追放されたチート魔導師ですが、気ままに生きるのでほっといてください
 いくつもの白い毛玉が動いている。

 これは──モフモフ天国だ。

「プ、プ、プリシラちゃん! 見て! パナムちゃんのお父さんたちもいる!」 

 しかし、そこにいたのはダイアウルフだけではなかった。

 農具を持った男が八人──

 彼らは、ダイアウルフの群れに取り囲まれていた。

 プリシラはすぐさまテイムしたダイアウルフに指示を出す。

「あの子たちの前に行って!」

「がう!」

 ダイアウルフが吠え、空高く跳躍した。

 上空から村の男たちの状況がよくわかった。

 農具を構える男たちの正面にダイアウルフが三匹。
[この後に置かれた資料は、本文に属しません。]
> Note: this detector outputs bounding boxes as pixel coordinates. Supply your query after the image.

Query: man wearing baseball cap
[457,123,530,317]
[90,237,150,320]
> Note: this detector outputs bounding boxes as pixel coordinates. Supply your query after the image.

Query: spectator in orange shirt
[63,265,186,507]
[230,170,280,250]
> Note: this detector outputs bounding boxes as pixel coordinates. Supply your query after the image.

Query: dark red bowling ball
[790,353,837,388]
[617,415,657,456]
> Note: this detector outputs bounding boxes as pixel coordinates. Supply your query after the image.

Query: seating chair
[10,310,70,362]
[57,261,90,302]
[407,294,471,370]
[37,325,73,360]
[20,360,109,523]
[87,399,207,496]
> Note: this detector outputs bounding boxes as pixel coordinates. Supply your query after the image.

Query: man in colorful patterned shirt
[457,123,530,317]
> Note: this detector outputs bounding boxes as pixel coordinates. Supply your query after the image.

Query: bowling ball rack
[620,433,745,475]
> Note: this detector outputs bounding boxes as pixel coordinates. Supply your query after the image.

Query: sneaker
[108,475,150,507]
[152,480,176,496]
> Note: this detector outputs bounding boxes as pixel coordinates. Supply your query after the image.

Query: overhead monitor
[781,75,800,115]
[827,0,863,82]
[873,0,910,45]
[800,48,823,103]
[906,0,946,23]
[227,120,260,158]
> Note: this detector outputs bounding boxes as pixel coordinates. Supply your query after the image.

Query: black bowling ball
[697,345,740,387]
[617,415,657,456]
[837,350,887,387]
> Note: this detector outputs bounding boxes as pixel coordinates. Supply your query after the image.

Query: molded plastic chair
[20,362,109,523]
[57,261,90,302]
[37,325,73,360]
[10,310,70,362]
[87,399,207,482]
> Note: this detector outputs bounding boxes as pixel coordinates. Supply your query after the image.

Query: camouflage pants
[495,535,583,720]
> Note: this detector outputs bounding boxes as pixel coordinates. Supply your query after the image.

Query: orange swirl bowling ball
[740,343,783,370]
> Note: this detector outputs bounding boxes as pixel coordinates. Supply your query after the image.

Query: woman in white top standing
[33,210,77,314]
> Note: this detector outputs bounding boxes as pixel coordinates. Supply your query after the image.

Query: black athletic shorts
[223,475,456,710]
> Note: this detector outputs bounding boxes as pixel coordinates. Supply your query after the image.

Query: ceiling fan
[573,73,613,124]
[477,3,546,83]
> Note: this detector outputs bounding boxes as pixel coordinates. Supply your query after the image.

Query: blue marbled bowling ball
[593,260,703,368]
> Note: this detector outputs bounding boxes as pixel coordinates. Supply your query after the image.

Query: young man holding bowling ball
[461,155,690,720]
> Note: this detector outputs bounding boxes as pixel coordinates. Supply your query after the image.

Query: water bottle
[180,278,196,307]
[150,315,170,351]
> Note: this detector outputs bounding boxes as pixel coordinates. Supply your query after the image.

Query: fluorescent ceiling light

後方に一匹。

 正面の狼が気を引き、後方の狼が仕留めるという一般的な狼の狩りの陣形だ。

 男たちの中に、肩を借りてなんとか逃げようとしている者が見える。すでにダイアウルフに襲われて怪我を負ってしまったのだろう。

 しばしの滑空した後、プリシラたちは睨み合うダイアウルフと男たちの間に着地した。

「……っ!?」

 それを見て、村の男がギョッとして鍬を構えた。